Via Brian Costello, doctors have told Pedro Feliciano to take it easy as he comes back from a strained rotator cuff, pushing his schedule back just slightly. The lefty had hoped to begin throwing this week, but he’ll instead have to wait until next week to start playing catch. We heard Feliciano would be shut down completely for ten days right before the season started, which would have put him on target to being throwing this weekend. It’s not the end of the world, but when left-handed batters have a 1.000 OBP against Boone Logan like they do now, yeah, it sucks. Get well soon Pedro.
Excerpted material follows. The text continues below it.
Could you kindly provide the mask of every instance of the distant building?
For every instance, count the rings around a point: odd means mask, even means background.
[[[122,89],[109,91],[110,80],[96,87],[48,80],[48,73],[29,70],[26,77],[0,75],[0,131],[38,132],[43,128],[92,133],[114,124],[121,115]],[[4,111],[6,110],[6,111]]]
- Blue Jays (4-1, +17 run differential)
- Orioles (4-1, +9)
- Yankees (3-2, +4)
- Rays (0-5, -15)
- Red Sox (0-5, -21)
Those are the AL East standings as of this morning. The teams in Baltimore and Toronto are overachieving due to pitching and timely hitting while the Rays and Red Sox have fallen victim to a lack of offense and pitching, respectively. Tampa has scored seven runs total in their five games and haven’t even held a lead yet all season. Seriously, they’ve been nothing but tied or behind in 2011.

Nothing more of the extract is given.